Revista Psicologías, mayo de 2001 —
La visita que Juan Pablo II tiene previsto realizar el 5 de mayo, descalzo, a la Gran Mezquita de Damasco es un acontecimiento histórico. Tras haber visitado la Gran Sinagoga de Roma al comienzo de su pontificado, esta visita del Papa representa un paso más en el acercamiento entre las religiones. Sea uno creyente o no, solo cabe aplaudir. Tras siglos de guerra y desprecio, las religiones por fin están aprendiendo a conocerse y a dialogar.
Este cambio de actitud es bastante reciente. Mi abuela, una católica devota, me confesó que de niña le enseñaron que todas las personas no bautizadas estaban condenadas al infierno. La llegada de la aldea global y la mezcla de culturas han vuelto obsoleta esta creencia tan estrecha para la mayoría. Es más, ya ninguna institución mantiene tal punto de vista, y las reuniones interreligiosas están en auge.
¿Significa esto que las religiones, al menos en Occidente, se han vuelto tolerantes? En el sentido político del término, sí. En nuestras democracias pluralistas, ninguna comunidad religiosa se ve tentada a imponer una especie de "sharia" y todas toleran la presencia de religiones rivales. Pero, como señaló Kant, la legitimidad política de la tolerancia puede separarse del compromiso moral con ella. En otras palabras, ¿basta con ser políticamente tolerante para ser moralmente tolerante?
Llevada a su conclusión lógica, la tolerancia es una virtud ética que combina la fuerza de las convicciones con el respeto al prójimo. Ya no se trata simplemente de expresar las propias verdades con indiferencia o desprecio por las creencias ajenas, sino de discutir con otros en la preocupación compartida de buscar el bien y la verdad. Seamos claros: es natural que cada creyente se adhiera a lo que le parece más verdadero. Esta es la definición de fe. A nadie se le ocurriría criticar a un judío por estar convencido de la necesidad de observar la Torá, a un musulmán por los cinco pilares del islam o a un budista por meditar. Pero estamos viendo surgir una profunda división entre los creyentes que creen poseer una verdad completa y universal y quienes reconocen que toda verdad, incluso la suya propia, es relativa.

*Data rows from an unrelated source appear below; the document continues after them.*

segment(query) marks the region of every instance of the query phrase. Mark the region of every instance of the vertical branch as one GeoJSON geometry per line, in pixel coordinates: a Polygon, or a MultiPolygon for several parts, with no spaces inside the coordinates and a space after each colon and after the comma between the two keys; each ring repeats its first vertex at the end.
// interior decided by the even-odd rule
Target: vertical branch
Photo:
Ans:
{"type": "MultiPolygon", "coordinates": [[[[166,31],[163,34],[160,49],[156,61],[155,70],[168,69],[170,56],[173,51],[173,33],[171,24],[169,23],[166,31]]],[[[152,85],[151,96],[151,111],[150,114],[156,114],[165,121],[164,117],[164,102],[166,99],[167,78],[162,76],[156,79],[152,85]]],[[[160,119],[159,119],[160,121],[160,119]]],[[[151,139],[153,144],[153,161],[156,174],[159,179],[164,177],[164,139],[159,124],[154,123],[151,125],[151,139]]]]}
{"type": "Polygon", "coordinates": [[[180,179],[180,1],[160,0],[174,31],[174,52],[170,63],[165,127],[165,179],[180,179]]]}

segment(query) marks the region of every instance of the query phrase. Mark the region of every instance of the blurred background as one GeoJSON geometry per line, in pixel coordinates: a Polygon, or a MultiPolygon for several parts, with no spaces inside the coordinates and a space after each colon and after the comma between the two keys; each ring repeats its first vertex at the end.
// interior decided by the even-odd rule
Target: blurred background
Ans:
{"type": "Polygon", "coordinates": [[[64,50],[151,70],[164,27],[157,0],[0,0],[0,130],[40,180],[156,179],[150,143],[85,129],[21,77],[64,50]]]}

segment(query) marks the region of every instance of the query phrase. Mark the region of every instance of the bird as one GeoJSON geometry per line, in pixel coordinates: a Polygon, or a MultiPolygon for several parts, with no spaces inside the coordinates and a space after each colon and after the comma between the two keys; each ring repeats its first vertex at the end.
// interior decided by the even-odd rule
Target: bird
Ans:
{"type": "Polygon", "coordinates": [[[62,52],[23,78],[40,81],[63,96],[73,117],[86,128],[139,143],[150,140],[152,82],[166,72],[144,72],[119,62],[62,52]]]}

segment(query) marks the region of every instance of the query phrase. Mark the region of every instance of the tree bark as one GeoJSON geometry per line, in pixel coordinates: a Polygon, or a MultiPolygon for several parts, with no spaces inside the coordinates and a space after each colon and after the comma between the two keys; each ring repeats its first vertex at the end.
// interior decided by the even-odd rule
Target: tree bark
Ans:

Para los primeros, el diálogo es un acto puramente formal, ya que el otro, que se adhiere a una verdad inferior, no puede enriquecerlos en absoluto. Los segundos, por el contrario, admiten que lo que es mejor para ellos no lo es necesariamente para los demás. Por lo tanto, conciben el diálogo religioso como un intercambio de tesoros. Esta división atraviesa a todas las comunidades religiosas. Algunos teólogos católicos, por ejemplo, abogan por una teología pluralista de las religiones. Están en la mira de Roma. Pues, al acercarse a otras religiones mediante fuertes gestos simbólicos, Juan Pablo II, al igual que sus predecesores, se dirige al mundo como depositario de una verdad universal, eterna e inmutable, y jerarquiza las creencias y valores humanos al proponer educarlos. «No se puede dialogar con los católicos porque saben», dijo Merleau-Ponty.
Entre los budistas, la tendencia es más bien la contraria. Si bien existen pequeños grupos que defienden la absoluta superioridad del "dharma" sobre otras corrientes espirituales, el Dalai Lama afirma claramente: "En este mundo, no existe una verdad universal. Una misma verdad puede adoptar diferentes facetas. Depende de las decodificaciones que se realicen a través de nuestros prismas intelectuales, filosóficos, culturales y religiosos". Esta concepción evoca la de los cabalistas judíos, para quienes todas las religiones poseen una chispa de verdad. Ninguna la posee en su totalidad porque Dios, en este mundo, tiene mil caras.
«Rabino, rabino, ¿por qué son diferentes todos los hombres?», pregunta el niño.
«Porque todos están hechos a imagen de Dios».